Reported hushing up of a journalist’s brutal murder (by setting him on fire) in lieu of large cash compensation and a couple of government jobs is the symptom of a decaying society—but then why blame? Faced with acute desperation due to continued lack of opportunities, can justice ever be delivered? I don’t think so (reminds one of TN Seshan’s essay, Rich Get Richer, Poor Get Children).
I am encouraged that from the ramparts of the Red Fort, we boldly identified toilets for all as a national goal. The creation of an ecosystem of inclusive financial infrastructure is the only way to end the mai-baap culture. Creative rejuvenation of urban centres, rivers and water bodies, idea of re-imagining of governance, are clearly the silver linings. I felt very small when a Japanese proudly told me: “You can drink water from any tap in Japan.”
I yearn to die in a India where every tap gives potable water.
Kholi and not the bench, meaningful taalim, gainful majuri and rebuilding the nation—miljul ke, as poignantly penned by Sahir Ludhianvi, give the core of our necessary national agenda.
Chin o Arab hamaara, Hindustan hamaara
Rahane ko ghar nahi hai, sara jahaan hamaara (Hindustan hamaara)

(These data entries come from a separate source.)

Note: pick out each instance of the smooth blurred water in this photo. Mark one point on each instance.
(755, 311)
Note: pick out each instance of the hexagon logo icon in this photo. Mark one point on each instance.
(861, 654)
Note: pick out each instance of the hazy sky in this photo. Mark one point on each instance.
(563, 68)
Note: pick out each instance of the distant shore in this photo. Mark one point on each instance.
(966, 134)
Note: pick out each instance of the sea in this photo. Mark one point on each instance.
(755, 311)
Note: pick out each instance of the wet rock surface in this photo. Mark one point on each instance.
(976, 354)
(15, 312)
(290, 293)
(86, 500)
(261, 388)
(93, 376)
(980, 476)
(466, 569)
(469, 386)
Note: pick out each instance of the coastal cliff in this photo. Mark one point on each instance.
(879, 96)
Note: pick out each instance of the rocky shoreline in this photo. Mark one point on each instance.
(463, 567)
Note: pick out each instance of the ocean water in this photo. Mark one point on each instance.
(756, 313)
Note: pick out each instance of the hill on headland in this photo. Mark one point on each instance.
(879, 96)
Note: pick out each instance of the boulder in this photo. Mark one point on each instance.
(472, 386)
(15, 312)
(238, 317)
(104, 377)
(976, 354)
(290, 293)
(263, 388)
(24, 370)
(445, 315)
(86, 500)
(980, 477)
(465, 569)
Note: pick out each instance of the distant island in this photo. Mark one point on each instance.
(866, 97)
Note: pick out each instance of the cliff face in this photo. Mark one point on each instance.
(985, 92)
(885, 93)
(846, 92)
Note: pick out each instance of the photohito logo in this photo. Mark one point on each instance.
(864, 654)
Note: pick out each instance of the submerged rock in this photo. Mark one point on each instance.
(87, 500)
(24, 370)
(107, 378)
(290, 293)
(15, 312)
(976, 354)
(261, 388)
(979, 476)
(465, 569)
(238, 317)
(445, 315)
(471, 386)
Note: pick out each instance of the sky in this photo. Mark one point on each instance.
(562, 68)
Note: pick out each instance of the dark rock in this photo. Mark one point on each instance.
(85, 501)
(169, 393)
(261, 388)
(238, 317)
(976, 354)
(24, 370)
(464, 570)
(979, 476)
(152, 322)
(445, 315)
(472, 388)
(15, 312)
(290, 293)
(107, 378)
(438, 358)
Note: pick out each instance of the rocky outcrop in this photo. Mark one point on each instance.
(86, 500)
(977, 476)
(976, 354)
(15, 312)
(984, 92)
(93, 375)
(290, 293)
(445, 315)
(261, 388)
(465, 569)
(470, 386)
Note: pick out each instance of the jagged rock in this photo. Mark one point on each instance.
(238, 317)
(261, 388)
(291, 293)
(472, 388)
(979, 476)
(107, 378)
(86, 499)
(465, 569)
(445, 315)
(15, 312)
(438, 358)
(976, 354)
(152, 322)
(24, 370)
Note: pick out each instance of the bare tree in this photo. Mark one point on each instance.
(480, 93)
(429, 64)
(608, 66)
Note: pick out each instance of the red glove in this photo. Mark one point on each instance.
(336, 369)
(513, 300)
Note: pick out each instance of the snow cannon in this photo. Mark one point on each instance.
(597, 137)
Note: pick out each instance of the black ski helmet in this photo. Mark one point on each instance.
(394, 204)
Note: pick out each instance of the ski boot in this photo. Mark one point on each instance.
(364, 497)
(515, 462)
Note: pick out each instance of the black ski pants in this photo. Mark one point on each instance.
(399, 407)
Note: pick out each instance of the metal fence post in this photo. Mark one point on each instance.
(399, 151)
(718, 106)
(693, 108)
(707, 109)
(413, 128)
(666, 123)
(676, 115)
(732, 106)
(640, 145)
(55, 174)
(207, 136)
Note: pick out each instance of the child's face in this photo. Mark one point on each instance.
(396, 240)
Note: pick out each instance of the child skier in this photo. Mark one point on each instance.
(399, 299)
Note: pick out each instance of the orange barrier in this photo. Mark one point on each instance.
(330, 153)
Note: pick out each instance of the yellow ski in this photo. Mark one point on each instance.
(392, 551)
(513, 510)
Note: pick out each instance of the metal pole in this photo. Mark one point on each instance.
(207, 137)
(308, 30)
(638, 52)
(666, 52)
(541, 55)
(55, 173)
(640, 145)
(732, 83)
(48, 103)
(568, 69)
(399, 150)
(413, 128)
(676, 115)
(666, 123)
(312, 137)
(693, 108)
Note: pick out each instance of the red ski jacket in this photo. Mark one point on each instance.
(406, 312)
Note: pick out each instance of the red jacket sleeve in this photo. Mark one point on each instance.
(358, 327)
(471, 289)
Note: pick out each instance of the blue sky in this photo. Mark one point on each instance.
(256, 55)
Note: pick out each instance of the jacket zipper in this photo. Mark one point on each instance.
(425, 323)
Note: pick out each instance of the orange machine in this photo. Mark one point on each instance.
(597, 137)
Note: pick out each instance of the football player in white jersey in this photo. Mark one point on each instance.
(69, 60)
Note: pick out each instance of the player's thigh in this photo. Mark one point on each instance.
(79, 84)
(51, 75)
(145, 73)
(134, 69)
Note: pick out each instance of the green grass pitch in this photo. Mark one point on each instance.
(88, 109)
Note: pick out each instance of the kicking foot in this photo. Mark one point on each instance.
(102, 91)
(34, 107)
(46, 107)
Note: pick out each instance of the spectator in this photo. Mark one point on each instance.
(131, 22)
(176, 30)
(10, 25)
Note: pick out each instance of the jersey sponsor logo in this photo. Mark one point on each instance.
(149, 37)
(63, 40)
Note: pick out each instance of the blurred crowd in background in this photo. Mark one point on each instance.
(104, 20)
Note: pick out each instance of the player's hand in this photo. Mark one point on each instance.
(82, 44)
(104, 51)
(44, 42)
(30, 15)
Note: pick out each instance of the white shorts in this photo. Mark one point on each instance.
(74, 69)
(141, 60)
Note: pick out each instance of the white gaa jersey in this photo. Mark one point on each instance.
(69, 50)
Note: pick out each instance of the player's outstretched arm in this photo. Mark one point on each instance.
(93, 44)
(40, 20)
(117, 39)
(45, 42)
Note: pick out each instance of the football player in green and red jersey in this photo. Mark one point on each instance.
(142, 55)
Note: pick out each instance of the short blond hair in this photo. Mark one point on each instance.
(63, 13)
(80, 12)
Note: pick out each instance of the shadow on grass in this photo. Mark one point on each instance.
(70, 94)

(China and Arabia are ours. So is India. Homeless are we; yet, the world is ours. India is ours.).
Khholi bhi chhin gayi hai, benchen bhi chhin gayi hai/ Sadakon pey ghumta hai ab karvaan hamaara
(Huts have been snatched away from us. Not even a bench is ours. People of our kind now roam the streets).
Jebein hai apni khhali, kyon deta varna gaali/ Woh santri hamaara, woh paasban hamaara
(Empty are our pockets. Or else, why would have our sentries and guardians abused us?)
Chin o Arab hamaara, Hindustan hamaara/ Rahane ko ghar nahi hai, sara jahaan hamaara ( Hindustan hamaara)
(China and Arabia are ours. So is India. Homeless are we; yet, the world is ours. India is ours.).
Jitni bhi bildingein thhi, sethon ney baant li hai/ Footpath bambai ke hai aashiyaan hamaara
(All the buildings that were there have been taken away by the rich. Bombay’s footpath is our home).
Sone ko hum kalandar, aate hai Bori Bunder/ Har ek kuli yahan ka hai raazdan hamaara
(We, the wanderers, come all the way to Bori Bunder to find a place to sleep. Each and every coolie here is our confidant).
Chin o Arab hamaara, Hindustan hamaara/ Rahane ko ghar nahi hai, sara jahaan hamaara (Hindustan hamaara)
(China and Arabia are ours. So is India. Homeless are we; yet, the world is ours. India is ours.).
Taalim hai adhuri, milti nahi majoori/ Maalum kya kisiko, dard-e-nihaan hamaara/ Chin o arab hamaara
(Our education is incomplete. We can’t find employment. Does anybody know the deep pain in our hearts? China and Arabia are ours).
Patlaa hai haal apna, lekin lahoo hai gaadhha/ Faulaad se banaa hai, har naujavaan hamaara
(Our condition cannot get worse. But, our willpower is immense. Each of our youth is made of steel).
Mil julake is vatan ko, aisaa sajaayege hum/ Hairat se munh takegaa sara jahaan hamaara
(All of us will come together and turn this nation around such that the world will look at us in awe).
Chin o Arab hamaara, Hindustan hamaara/ Rahane ko ghar nahi hai, sara jahaan hamaara
(China and Arabia are ours. So is India. Homeless are we; yet, the world is ours.).
Dr Sujeet Mishra is a railwayman and currently the OSD of the National Rail and Transportation Institute, which is in transition to become Gati Shakti Vishwavidyala, a central university.